Pushed to master branch commit 535afbd959bc72de85fca36ba6417f075cca1018
"OpenACC 'kernels' decomposition: wrong-code cases unless manually making
certain variables addressable [PR104892]", see attached, to "Document a
few examples of the status quo".
Grüße
Thomas
-----------------
Siemens Electronic Design Automation GmbH; Anschrift: Arnulfstraße 201, 80634 München; Gesellschaft mit beschränkter Haftung; Geschäftsführer: Thomas Heurung, Frank Thürauf; Sitz der Gesellschaft: München; Registergericht München, HRB 106955
[-- Warning: decoded text below may be mangled, UTF-8 assumed --]
[-- Attachment #2: 0001-OpenACC-kernels-decomposition-wrong-code-cases-unles.patch --]
[-- Type: text/x-diff, Size: 13484 bytes --]
From 535afbd959bc72de85fca36ba6417f075cca1018 Mon Sep 17 00:00:00 2001
From: Thomas Schwinge <thomas@codesourcery.com>
Date: Fri, 11 Mar 2022 15:11:25 +0100
Subject: [PATCH] OpenACC 'kernels' decomposition: wrong-code cases unless
manually making certain variables addressable [PR104892]
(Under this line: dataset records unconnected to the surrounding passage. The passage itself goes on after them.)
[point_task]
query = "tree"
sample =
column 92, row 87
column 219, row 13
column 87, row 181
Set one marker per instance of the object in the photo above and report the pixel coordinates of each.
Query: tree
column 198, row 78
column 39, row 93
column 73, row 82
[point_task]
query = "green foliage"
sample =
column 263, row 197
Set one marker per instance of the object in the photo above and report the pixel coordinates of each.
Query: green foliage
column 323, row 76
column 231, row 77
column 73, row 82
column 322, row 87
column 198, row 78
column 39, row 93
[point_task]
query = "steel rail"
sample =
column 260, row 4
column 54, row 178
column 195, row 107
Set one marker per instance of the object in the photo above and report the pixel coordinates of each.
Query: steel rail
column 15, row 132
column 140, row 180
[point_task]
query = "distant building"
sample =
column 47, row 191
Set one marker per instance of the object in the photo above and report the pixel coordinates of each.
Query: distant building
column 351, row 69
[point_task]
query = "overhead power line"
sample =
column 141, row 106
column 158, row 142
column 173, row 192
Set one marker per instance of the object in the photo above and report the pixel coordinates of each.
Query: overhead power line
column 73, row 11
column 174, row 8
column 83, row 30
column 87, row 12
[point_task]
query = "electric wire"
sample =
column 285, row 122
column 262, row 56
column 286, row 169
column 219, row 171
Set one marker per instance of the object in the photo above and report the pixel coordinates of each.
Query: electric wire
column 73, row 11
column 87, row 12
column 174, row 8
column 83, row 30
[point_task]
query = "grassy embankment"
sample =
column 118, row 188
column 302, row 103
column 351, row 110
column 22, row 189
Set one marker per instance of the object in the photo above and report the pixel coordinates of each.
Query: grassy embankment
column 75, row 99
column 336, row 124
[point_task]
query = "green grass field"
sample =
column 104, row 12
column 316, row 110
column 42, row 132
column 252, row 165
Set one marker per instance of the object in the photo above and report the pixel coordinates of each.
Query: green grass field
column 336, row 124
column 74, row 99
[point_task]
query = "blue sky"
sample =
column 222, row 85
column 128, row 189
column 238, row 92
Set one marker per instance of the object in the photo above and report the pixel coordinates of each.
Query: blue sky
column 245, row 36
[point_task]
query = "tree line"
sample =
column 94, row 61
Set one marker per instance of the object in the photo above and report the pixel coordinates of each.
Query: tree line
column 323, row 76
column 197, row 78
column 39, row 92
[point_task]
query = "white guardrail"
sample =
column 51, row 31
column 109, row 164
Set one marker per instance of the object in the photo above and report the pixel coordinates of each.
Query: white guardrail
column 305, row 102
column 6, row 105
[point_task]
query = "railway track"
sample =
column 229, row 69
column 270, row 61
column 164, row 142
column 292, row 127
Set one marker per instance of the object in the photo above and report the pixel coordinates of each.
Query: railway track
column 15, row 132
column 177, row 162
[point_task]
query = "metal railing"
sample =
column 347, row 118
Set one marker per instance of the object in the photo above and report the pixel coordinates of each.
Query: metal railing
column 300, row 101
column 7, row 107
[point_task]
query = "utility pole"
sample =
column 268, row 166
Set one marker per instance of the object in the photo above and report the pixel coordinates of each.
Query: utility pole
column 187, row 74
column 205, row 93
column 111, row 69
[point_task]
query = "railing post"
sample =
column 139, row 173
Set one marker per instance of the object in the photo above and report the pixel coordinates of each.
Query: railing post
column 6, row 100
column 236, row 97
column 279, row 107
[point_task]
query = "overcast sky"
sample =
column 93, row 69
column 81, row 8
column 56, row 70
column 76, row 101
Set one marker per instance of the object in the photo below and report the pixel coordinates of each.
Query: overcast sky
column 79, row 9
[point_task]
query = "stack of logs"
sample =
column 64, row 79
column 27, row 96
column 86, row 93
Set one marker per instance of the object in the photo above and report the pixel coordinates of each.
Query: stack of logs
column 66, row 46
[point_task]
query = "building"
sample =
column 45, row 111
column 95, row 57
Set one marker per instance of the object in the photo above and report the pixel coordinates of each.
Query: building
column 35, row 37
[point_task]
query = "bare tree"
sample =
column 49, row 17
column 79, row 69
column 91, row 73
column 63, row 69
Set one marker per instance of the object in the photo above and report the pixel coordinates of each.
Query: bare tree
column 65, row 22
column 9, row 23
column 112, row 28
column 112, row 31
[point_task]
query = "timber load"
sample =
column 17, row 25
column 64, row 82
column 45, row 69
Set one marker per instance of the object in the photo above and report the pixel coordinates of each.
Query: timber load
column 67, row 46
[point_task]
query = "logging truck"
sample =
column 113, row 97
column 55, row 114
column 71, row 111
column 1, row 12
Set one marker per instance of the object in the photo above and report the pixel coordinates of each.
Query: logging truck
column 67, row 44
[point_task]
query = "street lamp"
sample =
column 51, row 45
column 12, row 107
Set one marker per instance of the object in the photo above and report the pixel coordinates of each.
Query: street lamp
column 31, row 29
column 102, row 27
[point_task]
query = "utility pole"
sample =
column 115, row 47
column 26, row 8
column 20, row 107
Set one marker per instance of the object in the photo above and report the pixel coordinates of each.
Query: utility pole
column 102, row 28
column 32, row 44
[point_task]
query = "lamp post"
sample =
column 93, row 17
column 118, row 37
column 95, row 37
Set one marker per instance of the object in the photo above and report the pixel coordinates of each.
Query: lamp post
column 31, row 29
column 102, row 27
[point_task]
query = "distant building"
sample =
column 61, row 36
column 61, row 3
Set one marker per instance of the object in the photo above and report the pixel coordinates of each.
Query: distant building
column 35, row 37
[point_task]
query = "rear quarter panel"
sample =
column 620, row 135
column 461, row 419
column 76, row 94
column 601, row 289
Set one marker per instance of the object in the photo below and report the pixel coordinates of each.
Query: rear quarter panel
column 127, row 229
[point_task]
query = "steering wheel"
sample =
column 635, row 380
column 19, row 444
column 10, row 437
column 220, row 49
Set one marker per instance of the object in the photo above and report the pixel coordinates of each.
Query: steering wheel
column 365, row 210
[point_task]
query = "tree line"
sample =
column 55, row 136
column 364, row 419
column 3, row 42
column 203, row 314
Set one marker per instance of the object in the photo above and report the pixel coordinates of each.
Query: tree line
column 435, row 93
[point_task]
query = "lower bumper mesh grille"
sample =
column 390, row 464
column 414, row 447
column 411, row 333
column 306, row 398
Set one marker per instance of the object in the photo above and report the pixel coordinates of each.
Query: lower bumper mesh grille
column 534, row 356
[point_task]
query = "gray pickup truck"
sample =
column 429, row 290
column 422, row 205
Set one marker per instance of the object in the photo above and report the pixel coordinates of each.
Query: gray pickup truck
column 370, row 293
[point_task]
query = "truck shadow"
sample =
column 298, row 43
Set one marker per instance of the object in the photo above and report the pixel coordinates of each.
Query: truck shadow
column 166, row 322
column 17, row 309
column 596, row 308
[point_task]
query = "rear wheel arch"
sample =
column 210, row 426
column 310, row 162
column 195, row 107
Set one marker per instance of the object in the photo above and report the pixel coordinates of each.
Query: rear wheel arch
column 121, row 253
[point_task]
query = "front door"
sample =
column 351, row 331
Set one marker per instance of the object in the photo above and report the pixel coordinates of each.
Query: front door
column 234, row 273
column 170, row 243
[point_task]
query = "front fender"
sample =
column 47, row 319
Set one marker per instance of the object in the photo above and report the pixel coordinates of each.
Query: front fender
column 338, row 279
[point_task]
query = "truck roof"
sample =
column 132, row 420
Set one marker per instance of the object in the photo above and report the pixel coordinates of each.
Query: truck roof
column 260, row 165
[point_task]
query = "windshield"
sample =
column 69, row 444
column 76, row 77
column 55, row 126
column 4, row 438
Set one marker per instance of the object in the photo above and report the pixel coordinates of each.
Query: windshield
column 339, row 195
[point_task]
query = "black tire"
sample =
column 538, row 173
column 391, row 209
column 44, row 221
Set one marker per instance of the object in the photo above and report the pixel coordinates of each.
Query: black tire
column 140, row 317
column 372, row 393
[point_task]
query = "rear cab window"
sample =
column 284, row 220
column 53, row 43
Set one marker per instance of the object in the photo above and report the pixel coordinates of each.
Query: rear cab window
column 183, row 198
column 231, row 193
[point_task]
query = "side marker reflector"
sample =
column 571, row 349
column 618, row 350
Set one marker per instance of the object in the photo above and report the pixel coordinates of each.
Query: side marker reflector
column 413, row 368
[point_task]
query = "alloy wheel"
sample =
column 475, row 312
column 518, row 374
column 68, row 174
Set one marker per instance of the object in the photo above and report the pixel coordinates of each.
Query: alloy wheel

Document a few examples of the status quo.
PR middle-end/104892
libgomp/
* testsuite/libgomp.oacc-c-c++-common/kernels-decompose-1.c: Point
to PR104892.
* testsuite/libgomp.oacc-c-c++-common/default-1.c: Likewise,
enable '--param=openacc-kernels=decompose' and adjust.
* testsuite/libgomp.oacc-c-c++-common/kernels-reduction-1.c:
Likewise.
* testsuite/libgomp.oacc-c-c++-common/parallel-dims.c: Likewise.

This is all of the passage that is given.